I have a business speech class in college, and on November 17th I have to give a 7 to 10 minute speech on how that affects the business world, and I was hoping that someone can give me some advice or information, So far I only have a minute of it planned out, and that involves the bird in the hand Geico commercial. Thanks in advance.


----------



## Revolution1221 (Apr 20, 2010)

or perhabs a bird in the bush is worth two in the hand. think about it lol


----------



## TheOldSalt (Jan 28, 2005)

conservative investment, risk management, playing it safe vs going for it, taking surefire profit, even if small, vs risking much to maybe make more


----------



## Revolution1221 (Apr 20, 2010)

buying low, selling high? kinda sounds like store mark ups buy an item sell it for twice what its worth.


----------



## Albino_101 (Aug 14, 2008)

LOL revolution, and great advice TOS!!


----------



## emc7 (Jul 23, 2005)

Its common now to treat new customers well and treat existing customers like crud.

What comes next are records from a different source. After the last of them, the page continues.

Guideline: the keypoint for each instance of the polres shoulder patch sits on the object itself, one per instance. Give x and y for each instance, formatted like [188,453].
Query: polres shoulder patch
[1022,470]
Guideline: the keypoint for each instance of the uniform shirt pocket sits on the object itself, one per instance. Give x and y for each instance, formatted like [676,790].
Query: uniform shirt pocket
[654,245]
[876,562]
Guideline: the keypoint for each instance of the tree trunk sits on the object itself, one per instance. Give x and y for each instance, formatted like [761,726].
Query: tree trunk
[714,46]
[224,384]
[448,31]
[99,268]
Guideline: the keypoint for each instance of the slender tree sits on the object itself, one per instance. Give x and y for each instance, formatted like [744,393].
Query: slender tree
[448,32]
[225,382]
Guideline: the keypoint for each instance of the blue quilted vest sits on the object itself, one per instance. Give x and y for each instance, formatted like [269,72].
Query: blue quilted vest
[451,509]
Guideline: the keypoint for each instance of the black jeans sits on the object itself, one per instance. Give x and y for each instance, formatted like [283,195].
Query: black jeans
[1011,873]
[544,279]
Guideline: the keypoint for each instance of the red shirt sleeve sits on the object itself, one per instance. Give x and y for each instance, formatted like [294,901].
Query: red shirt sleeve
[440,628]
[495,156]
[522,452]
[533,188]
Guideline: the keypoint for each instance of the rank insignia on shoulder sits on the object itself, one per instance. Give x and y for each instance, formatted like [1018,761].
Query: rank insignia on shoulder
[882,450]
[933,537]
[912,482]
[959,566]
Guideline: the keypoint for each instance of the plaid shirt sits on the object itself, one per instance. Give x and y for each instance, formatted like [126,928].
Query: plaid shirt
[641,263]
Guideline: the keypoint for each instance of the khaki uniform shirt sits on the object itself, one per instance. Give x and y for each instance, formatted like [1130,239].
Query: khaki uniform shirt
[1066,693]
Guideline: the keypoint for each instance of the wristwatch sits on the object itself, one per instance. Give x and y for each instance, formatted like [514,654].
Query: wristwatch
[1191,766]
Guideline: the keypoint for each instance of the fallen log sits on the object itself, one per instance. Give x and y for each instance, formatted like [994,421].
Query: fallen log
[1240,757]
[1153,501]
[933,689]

Comcast lost a bunch of subscribers last month, but most of them were at the end of "introductory" reduced rates. For TV and phone now, the best deal is to switch back and forth between providers to get the intro rates. This allows them to meet short-term "growth" goals, but it can't be good for companies long-term, they get all of the cost of new customers and none of the benefits of long-term customers.


----------



## TheOldSalt (Jan 28, 2005)

Oooh, that's a good one!

By the way, Albino, I have to ask: What the heck is that gizmo in your avatar pic?


----------



## Albino_101 (Aug 14, 2008)

Its a camera tripod, but I took about 10 photos, put them together for s short stop motion, did it in photoshop, added the effects myself.


----------



## Plecostomus (Jul 31, 2006)

Your profile picture is so funny Albino.


----------



## Cam (Nov 9, 2009)

I can kill 2 stones with 1 bird.


----------



## BV77 (Jan 22, 2005)

A bird in the hand, and soon your hand is full of bird do-do.


----------



## Osiris (Jan 18, 2005)

Id highly recommend watching the Wall Street: Money never sleeps, movie, just came out, gives some good insight on the govt/economy/money


----------



## Albino_101 (Aug 14, 2008)

Good Idea Osiris, and LOL plecostomus and cam


----------



## Osiris (Jan 18, 2005)

NP, it's actually watchable, and not bad movie at all. Some famous people in it as well.


----------